Kabarett mit Jochen Busse beim Seesener Kulturforum

Jochen Busse ist ein angenehm ruhiger Comedian. Ohne jedes Kulissen-Element stand er auf der Bühne.

Dass ich nicht vergesse zu berichten: Jochen Busse war da, beim Seesener Kulturforum, vor vollem Haus. Sein erstes Soloprogramm, „Wie komme ich jetzt darauf?“, ist gleichzeitig die Abschiedstournee des inzwischen 73-jährigen kabarettistischen Bühnenstrategen. Die Bühne zeigt sich leer und ohne jegliches Kulissenelement, so dass man sich zu Beginn fragt: Wie steht der das durch?

Jochen Busse, schlank, in rentnerhafter Strickjackeneleganz, beginnt mit Friedrich Schillers „Bürgschaft“, die er in seit Jugendzeiten träinierter „Hühnersprache“ vorträgt und beim Publikum zunächst unverstanden bleibt. Er erklärt die Kunstsprache als eine sinnvolle Anti-Alzheimer-Übung. Er sei zwar 73 Jahre alt, aber man brauche keineswegs einen Pfleger im Hintergrund der Bühne zu erwarten. Das Gedächtnistraining braucht der Kabarettist wahrhaftig noch nicht, aber er spielt die Rentner-Ängste treffend und voller Selbstironie. In Bezug auf den Wunsch seiner Frau nach einer Romreise heißt es nur: „Wenn ich Ruinen sehen will, lade ich mir Freunde ein.“ Und die werden in der Folge treffend analysiert und therapiert. Wo trifft man heutzutage noch Gleichaltrige? Auf dem Friedhof. „Die Alten haben heute ein viel höheres Haltbarkeitsdatum.“ - „Wie komme ich jetzt darauf?“

Helmut Schmidt und Per Steinbrück sind Beispiele für hohe Vortrags-Honorare. Für Ursula von der Leyen stehen 20 000 € bereit, allerdings dafür, „dass sie endlich mal die Klappe hält.“ Die Scharia-Polizei in Wuppertal kommt zur Sprache. Trotz dieser Bezüge ist Busses Programm kein aktuelles Kabarett. Sieht man allerdings die zunehmende Überalterung der Gesellschaft und die damit wachsende Angst vor Demenz-Erkrankungen, dann ist Busse wirklich aktuell.

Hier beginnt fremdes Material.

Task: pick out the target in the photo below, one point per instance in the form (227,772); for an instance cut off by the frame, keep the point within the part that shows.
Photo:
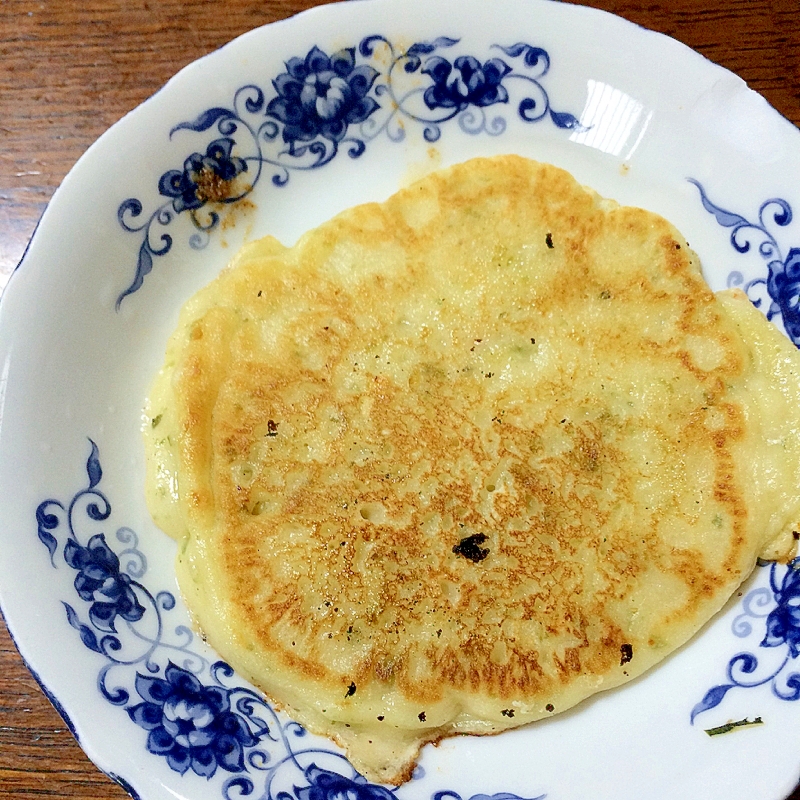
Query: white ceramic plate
(397,88)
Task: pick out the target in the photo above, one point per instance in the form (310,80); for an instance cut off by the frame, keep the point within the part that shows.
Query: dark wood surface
(70,69)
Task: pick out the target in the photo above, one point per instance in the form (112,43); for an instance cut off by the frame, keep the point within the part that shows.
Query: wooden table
(68,70)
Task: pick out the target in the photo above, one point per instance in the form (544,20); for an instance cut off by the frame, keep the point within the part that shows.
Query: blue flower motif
(472,84)
(322,95)
(784,288)
(203,176)
(100,581)
(190,724)
(326,785)
(783,622)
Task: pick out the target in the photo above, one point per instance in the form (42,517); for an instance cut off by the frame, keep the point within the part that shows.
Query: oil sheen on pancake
(457,461)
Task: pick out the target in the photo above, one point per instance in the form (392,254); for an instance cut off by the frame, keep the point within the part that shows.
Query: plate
(340,105)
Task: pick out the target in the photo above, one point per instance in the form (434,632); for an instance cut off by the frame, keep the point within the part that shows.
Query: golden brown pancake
(457,461)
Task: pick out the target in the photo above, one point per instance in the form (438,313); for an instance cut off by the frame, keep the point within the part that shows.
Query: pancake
(457,461)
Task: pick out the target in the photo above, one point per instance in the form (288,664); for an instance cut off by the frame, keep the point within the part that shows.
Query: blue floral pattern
(782,283)
(193,714)
(322,96)
(778,605)
(323,102)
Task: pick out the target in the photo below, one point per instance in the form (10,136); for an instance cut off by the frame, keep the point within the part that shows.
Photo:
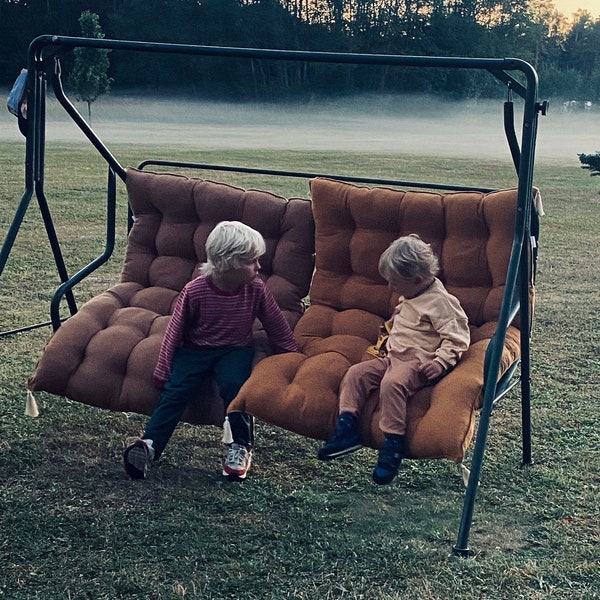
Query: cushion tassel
(31,409)
(227,435)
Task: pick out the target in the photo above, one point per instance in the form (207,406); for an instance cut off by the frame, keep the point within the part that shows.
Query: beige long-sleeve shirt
(430,326)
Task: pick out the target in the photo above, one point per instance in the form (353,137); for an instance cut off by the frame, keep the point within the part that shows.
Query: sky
(568,7)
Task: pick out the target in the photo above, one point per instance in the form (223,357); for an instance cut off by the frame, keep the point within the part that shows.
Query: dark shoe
(390,459)
(345,438)
(138,458)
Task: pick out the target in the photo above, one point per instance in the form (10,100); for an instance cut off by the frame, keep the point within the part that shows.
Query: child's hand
(432,369)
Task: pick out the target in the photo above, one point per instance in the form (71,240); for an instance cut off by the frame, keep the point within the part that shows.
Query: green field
(73,526)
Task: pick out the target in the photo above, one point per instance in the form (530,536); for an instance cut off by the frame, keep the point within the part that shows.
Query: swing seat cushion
(106,353)
(471,233)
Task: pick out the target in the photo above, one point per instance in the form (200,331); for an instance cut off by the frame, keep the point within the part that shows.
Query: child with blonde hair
(428,332)
(210,333)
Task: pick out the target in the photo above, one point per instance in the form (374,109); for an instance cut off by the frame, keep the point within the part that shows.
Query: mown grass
(74,526)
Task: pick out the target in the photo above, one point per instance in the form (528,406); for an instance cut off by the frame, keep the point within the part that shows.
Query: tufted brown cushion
(472,235)
(105,355)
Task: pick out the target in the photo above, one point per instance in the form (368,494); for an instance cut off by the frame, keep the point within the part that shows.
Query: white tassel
(227,435)
(466,473)
(31,409)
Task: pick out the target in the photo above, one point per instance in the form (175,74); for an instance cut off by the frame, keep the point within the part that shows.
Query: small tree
(591,162)
(89,76)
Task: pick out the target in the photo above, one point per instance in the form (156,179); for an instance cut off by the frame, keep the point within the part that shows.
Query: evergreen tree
(89,77)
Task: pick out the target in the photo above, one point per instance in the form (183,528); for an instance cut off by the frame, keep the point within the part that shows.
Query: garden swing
(325,248)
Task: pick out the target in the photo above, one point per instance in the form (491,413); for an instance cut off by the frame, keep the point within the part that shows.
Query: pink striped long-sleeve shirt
(207,317)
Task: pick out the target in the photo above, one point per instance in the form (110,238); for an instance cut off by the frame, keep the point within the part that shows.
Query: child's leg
(359,381)
(190,366)
(401,380)
(399,383)
(231,372)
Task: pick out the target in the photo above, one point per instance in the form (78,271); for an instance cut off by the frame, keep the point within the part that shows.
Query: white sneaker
(137,458)
(237,462)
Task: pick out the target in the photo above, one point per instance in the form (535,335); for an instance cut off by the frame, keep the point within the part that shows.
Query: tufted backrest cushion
(470,232)
(174,215)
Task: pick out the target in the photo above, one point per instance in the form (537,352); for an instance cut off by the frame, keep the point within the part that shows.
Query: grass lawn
(73,526)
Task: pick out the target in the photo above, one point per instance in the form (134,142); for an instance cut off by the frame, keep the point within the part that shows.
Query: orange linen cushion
(105,354)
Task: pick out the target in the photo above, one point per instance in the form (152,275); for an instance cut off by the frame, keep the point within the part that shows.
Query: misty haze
(399,124)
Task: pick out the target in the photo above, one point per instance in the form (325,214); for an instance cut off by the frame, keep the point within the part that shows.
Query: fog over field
(397,124)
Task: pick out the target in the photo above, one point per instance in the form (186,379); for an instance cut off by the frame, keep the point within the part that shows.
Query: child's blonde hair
(229,243)
(408,257)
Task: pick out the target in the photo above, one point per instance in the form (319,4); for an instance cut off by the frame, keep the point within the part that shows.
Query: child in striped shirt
(210,333)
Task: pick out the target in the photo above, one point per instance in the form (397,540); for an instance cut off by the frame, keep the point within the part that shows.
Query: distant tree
(89,77)
(591,162)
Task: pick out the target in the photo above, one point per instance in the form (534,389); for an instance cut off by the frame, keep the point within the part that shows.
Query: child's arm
(173,338)
(276,327)
(455,338)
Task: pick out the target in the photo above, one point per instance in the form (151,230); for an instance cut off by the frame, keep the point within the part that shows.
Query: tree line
(566,54)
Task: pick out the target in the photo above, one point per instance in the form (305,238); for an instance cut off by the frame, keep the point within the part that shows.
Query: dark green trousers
(230,366)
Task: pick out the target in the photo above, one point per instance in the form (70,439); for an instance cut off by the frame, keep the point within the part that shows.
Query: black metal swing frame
(43,65)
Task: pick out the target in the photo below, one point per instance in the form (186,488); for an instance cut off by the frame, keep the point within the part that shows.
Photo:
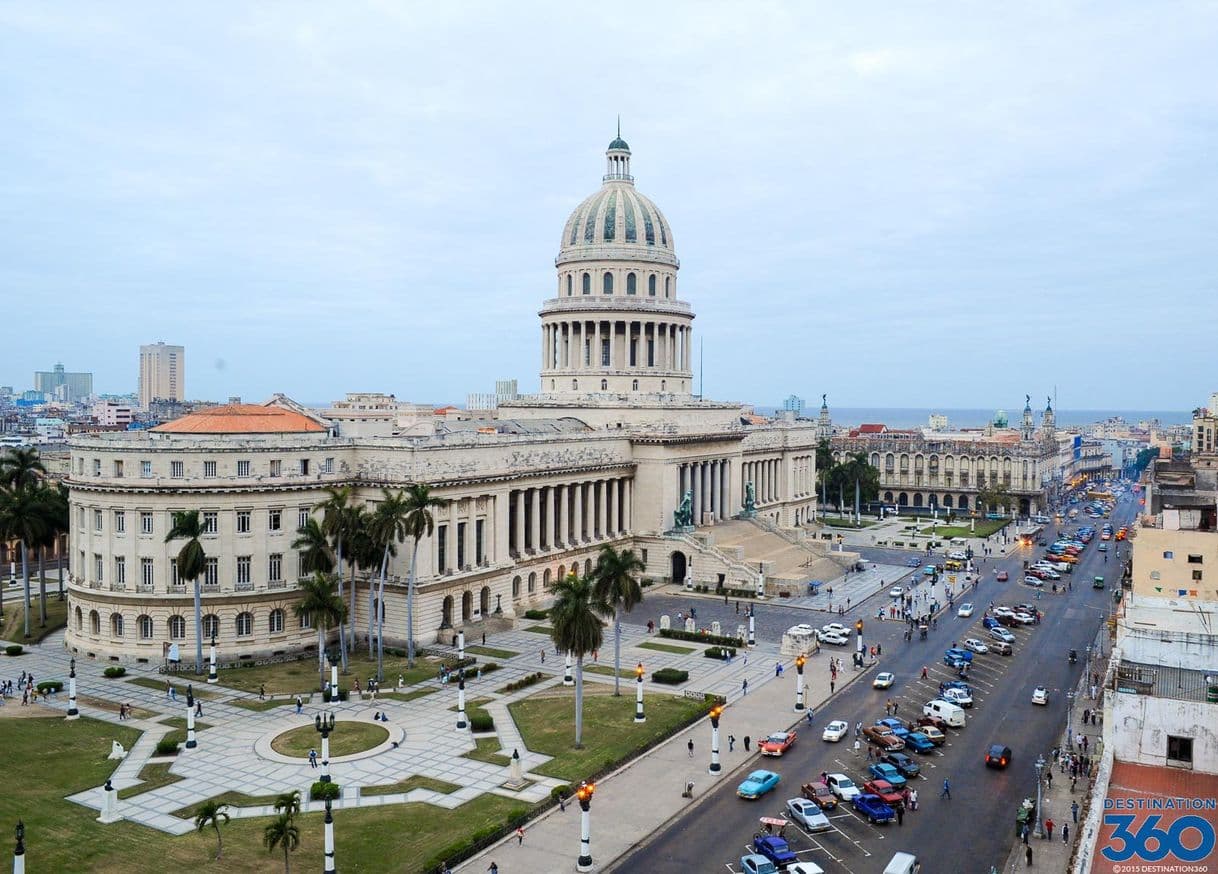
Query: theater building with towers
(614,448)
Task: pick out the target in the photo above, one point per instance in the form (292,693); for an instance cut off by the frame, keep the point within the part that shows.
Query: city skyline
(920,195)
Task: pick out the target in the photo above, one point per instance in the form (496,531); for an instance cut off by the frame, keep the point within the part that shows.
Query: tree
(419,524)
(281,833)
(615,584)
(320,603)
(576,628)
(214,814)
(191,562)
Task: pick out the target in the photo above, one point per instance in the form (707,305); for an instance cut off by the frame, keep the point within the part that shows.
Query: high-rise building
(162,373)
(60,385)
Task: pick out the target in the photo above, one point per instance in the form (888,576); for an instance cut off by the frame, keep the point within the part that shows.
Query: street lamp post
(638,694)
(324,723)
(715,712)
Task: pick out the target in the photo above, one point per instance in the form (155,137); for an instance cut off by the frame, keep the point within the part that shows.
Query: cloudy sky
(897,203)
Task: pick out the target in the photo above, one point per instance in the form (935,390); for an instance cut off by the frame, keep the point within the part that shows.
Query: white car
(808,814)
(836,730)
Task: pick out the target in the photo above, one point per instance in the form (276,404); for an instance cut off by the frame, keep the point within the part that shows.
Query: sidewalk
(635,802)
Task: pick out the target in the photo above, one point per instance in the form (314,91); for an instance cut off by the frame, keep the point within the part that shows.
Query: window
(1179,750)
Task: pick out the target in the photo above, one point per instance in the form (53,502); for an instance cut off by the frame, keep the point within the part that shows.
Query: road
(972,830)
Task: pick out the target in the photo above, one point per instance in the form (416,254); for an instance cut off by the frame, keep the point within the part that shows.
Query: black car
(998,756)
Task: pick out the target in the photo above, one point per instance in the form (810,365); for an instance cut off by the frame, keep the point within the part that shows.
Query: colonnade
(565,515)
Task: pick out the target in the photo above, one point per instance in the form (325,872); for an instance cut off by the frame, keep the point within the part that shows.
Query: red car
(777,743)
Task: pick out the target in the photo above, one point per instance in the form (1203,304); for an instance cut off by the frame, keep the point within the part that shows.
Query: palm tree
(281,833)
(191,562)
(389,525)
(576,628)
(615,584)
(320,601)
(419,524)
(214,814)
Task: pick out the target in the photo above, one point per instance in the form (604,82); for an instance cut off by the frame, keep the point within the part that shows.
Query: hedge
(699,638)
(670,676)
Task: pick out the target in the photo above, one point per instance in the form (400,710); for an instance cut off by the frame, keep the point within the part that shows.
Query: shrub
(670,676)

Jochen Busse ist ein angenehm ruhiger Comedian. Die Selbstironie verstreut sich im Publikum. Das herzliche Lachen dort ist Ausdruck einer tragic comedy. Rentner Jochen sucht die Jugend im Saal und beißt sich an „Dietmar“ in der zweiten Reihe fest. Für Jochen und seine Frau ist die Wohnung im fünften Stock des City-Altbaus – ohne Fahrstuhl – inzwischen zu anstrengend. Die leere Bühne ist Ausdruck des Aufgebens der Wohnung. Die Auseinandersetzung mit dem Thema Tod rückt näher. „Wie komme ich jetzt darauf?“ „Aber bei mir steht er noch nicht vor der Tür, aber er sucht schon mal einen Parkplatz!“ „Was der Opa nicht mehr kann, muss er nicht mehr tun. Wie beim Gorgonzola ist der Schimmel das Beste.“ Schwarzer Humor ist bei Jochen Busse scheinbar resignativ gepaart mit tragischer Selbsterkenntnis, aber auch mit dem Aufdecken von Lebenslügen. Die Ironie durchzieht immer wieder die kritischen Selbstbespiegelungen.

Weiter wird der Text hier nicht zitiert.